Rare Book Monthly
Book Catalogue Reviews - November - 2008 Issue
Literature, Art and Scripts from Waverly Books
By Michael Stillman
Waverly Books recently published their List 159. Waverly's collections are generally focused on literature, with many items being related to film or theater, such as working scripts. A few are related to art. They are overwhelmingly items from the 20th century, but can range anywhere from its first couple of decades to just a few years ago. There are 177 items offered in this latest list. Now, here is a sample of what you will find.
Richard Rogers and Oscar Hammerstein pulled off no small feat in 1943 with this play that converted a state then better known for dust bowls and grapes-of-wrath refugees to a happy, lively place filled with music. You're doing fine, Oklahoma! This play hit Broadway the same year, and became the longest running show ever to reach the Great White Way. A decade later, it would be made into a successful film as well. Item 35 is a first edition. Priced at $250.

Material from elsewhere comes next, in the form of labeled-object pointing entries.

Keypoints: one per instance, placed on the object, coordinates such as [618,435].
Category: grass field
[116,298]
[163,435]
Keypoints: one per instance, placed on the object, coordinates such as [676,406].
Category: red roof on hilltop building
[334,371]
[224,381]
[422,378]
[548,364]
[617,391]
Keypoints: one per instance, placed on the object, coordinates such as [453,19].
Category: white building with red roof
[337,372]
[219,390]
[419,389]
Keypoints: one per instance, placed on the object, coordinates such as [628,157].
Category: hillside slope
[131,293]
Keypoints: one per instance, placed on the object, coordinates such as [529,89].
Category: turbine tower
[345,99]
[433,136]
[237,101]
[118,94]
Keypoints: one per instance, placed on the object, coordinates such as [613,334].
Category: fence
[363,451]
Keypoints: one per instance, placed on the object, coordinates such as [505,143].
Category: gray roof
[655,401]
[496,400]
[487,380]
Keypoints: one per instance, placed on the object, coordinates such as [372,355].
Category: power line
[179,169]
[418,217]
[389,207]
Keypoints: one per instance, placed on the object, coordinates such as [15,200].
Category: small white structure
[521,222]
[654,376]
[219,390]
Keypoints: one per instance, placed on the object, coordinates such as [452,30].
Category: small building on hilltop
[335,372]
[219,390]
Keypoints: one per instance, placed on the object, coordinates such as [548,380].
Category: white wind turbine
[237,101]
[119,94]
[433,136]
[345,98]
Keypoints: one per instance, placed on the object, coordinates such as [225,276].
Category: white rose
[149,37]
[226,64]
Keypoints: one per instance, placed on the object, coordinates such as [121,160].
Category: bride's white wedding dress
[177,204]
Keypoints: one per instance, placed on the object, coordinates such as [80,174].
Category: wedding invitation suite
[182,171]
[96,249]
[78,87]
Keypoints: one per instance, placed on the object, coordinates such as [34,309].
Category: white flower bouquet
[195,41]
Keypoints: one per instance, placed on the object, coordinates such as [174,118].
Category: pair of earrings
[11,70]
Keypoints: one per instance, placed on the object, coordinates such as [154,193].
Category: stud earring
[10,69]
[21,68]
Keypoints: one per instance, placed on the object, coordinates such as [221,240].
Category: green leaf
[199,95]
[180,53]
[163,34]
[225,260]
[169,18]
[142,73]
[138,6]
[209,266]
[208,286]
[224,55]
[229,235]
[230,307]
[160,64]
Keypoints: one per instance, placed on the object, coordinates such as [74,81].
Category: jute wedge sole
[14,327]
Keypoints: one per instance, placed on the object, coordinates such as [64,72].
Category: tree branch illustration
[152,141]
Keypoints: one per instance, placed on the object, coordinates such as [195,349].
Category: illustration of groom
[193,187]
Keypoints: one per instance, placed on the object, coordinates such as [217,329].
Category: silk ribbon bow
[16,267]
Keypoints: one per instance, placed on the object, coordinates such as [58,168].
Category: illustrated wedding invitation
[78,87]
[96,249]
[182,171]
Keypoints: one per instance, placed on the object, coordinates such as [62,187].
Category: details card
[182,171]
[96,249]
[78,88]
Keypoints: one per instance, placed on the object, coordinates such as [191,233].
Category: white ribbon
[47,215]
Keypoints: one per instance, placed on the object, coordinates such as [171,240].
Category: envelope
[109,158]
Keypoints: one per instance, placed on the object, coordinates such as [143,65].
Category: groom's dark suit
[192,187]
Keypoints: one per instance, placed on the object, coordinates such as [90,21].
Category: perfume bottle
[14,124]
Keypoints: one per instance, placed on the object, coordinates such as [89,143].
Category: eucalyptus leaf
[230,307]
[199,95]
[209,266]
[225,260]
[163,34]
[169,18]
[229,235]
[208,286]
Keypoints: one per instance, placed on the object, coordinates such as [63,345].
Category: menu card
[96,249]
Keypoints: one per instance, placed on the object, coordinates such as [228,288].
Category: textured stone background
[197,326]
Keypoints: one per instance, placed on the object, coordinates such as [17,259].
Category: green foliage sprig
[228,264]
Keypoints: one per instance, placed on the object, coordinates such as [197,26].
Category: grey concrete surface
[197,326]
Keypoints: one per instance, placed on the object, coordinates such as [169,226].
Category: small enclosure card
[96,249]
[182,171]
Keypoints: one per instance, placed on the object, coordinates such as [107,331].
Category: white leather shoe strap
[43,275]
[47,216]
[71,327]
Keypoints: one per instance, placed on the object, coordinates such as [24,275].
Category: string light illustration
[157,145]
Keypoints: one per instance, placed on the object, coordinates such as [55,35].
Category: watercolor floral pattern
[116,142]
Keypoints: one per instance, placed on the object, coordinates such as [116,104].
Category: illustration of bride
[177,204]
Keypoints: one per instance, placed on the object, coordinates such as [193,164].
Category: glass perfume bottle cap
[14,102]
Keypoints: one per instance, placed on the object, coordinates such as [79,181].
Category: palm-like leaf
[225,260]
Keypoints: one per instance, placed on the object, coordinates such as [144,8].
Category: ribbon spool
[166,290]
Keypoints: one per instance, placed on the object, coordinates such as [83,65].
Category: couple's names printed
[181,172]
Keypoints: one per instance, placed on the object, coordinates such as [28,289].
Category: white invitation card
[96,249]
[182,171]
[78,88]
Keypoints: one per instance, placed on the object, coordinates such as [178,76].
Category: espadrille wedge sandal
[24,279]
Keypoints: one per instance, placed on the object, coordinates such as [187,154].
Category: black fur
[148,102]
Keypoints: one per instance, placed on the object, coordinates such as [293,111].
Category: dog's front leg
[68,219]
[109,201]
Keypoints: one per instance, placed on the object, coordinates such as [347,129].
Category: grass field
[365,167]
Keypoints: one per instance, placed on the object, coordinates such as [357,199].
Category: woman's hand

Item 59 is a self-published script for an unproduced film by the eccentric but honored French documentary filmmaker Edouard De Laurot. It is titled The Quarantine, and it was inscribed by De Laurot in April 1965. At the time, he was shooting some strange and erotic material that never made it to the big screen. However, he later produced two notable political documentaries, Listen, America, in 1968, and The Silent Revolution, which was partly filmed with Malcolm X, in 1972. The latter received an Academy Award nomination for Best Documentary. De Laurot died in the 1990s. This script is very rare and possibly unique. $1,000.
Item 113 is the autobiography of actress and dancer Ginger Rogers: Ginger. My Story. Ms. Rogers appeared in several films with the most famous of all dancers of her era, Fred Astaire. It led to the great line that Rogers did everything that Fred Astaire did, only she did it backwards (and in high heels). However, Rogers was more than just a dancer. She won an Academy Award as Best Actress in 1940, and her long career went far beyond the musicals she filmed with Astaire. This 1991 first edition of her autobiography was signed by Rogers in 1992. $225.
Ludwig Wittgenstein is arguably the most important philosopher of the 20th century. He essentially created two works, his Tractatus, which looked at words as something of pictures of basic facts out there in the world, and his Philosophical Investigations, published some three decades later, which reversed his earlier position and interpreted the meaning of language from its context, rather than pictures of facts. While Wittgenstein came to reverse his earlier views, in the years immediately after the Tractatus, he concluded he had answered all of philosophy's problems, so he sought other lines of work. Among those fields of interest was architecture, and he did much of the design on his wealthy sister's house. Item 11 is The Architecture of Ludwig Wittgenstein. A Documentation, by Bernhard Leitner, published in 1973, over two decades after he died. The text is in both English and the philosopher's native German. $75.